Rockets fans (and players) claimed that with :11 seconds to go in the game, with the Rockets down three, Chris Paul and James Harden trapped Klay Thompson on the sideline, and as Thompson leaned back to find room to throw a pass he stepped out of bounds with the ball in his hands. You can see the play in the video above, and screenshots from it make it look like Thompson steps out of bounds with the ball in his hand. The call would have given the Rockets a chance to tie the game.

The NBA didn’t see it that way, calling it inconclusive in the Last Two Minute Report:

Paul (HOU) and Harden (HOU) trap Thompson (GSW) against the sideline and Thompson jumps backwards to find an opening for the pass. After reviewing the play from multiple angles and frame-by-frame, there is no conclusive angle that shows the ball touching Thompson’s (GSW) fingertips as he lands before releasing the ball on his pass attempt.

The league did say Eric Gordon should have been called for a loose ball foul in the scramble after Thompson’s errant pass because of how Gordon ran into Shaun Livingston.

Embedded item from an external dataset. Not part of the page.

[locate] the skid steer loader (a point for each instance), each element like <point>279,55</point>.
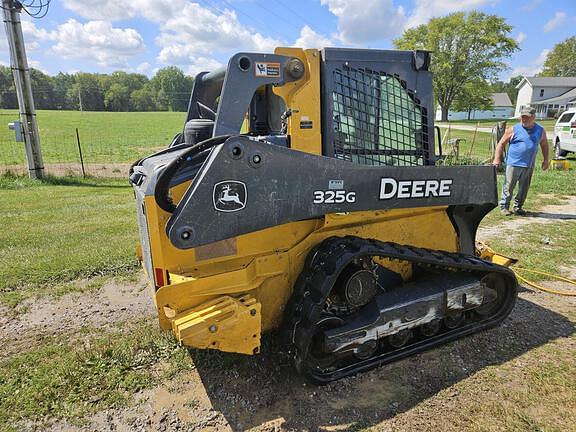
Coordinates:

The L2M report also said Thompson should have been called for a reach-in foul on Gordon with 1:26 left in the game (Gordon regained control of the ball after it was knocked away).

Two quick thoughts.

First, while the official was standing right next to Thompson as he tries to make that pass that referee is really not in a good position to make that call — there’s no way he can see the release of the ball and the foot at the same time from his vantage point. He was too close.

Second, this call is not why the Rockets lost. Houston gave up 32 points to a Golden State team without Kevin Durant in the fourth, that is why it lost. It’s never one play, one thing, or one call.